Konnect (SaaS): managed control plane. Pairs with self-hosted data plane for hybrid model. Usage-based pricing.
Frequently Asked Questions
Do I need Kong Enterprise to use AI plugins?+
No. The core ai-proxy, ai-prompt-template, ai-prompt-decorator, ai-prompt-guard, ai-rate-limiting, and ai-semantic-cache plugins ship in OSS Kong. Enterprise adds the Manager UI, enhanced plugins, and commercial support.
Kong vs Portkey for an enterprise?+
Kong if you already run Kong — adding AI there is less vendor sprawl. Portkey if you want a purpose-built LLM control plane with a polished UI for non-infrastructure teams (product managers using the prompt registry, for example). Some teams run both: Kong at the edge, Portkey for prompt-level workflow.
Can Kong AI Gateway do observability?+
Basic — logging plugins capture request/response and latency. For deep LLM observability (traces, evals, datasets), pair with Langfuse or Helicone.

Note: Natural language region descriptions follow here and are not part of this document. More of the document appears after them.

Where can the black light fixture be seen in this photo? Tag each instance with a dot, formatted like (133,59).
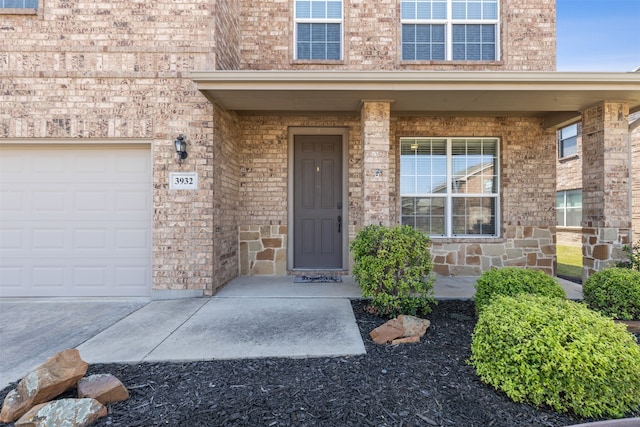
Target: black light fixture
(181,148)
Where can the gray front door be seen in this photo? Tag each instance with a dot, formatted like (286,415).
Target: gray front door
(318,221)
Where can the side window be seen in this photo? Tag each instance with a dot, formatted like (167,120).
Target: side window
(568,141)
(450,30)
(318,29)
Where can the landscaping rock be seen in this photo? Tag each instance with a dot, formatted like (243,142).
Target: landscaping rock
(407,340)
(52,378)
(63,412)
(105,388)
(414,326)
(387,332)
(401,327)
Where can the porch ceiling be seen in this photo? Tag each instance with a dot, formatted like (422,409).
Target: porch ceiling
(556,96)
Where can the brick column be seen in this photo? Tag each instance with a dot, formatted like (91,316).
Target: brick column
(375,116)
(606,210)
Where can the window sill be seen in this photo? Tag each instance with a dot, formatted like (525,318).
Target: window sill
(18,11)
(318,61)
(467,239)
(452,62)
(568,158)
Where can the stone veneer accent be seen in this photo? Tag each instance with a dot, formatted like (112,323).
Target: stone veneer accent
(263,250)
(528,247)
(606,209)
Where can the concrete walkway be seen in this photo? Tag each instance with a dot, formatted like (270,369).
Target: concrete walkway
(250,317)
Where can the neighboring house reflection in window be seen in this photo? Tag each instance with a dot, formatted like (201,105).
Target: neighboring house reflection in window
(449,186)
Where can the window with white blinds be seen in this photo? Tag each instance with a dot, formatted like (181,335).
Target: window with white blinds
(450,30)
(318,29)
(449,186)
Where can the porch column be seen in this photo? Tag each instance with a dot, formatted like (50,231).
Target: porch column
(375,116)
(606,191)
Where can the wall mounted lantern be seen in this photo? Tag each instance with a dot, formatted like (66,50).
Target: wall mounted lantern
(181,148)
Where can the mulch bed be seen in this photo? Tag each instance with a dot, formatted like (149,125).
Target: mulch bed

Kong handles the data plane; observability tools handle analysis.
How does ai-semantic-cache compare to Portkey caching?+
Both embed prompts and match by similarity. Kong integrates with your existing Redis/Postgres infra; Portkey manages storage for you. Performance is similar — difference is operational surface area.
What if I don’t run Kong today?+
For green-field LLM-only workloads, Kong AI Gateway is usually too heavy. Use LiteLLM, Portkey, or Cloudflare instead. Revisit Kong when your org adopts it at the REST API layer and you want LLM policies on the same plane.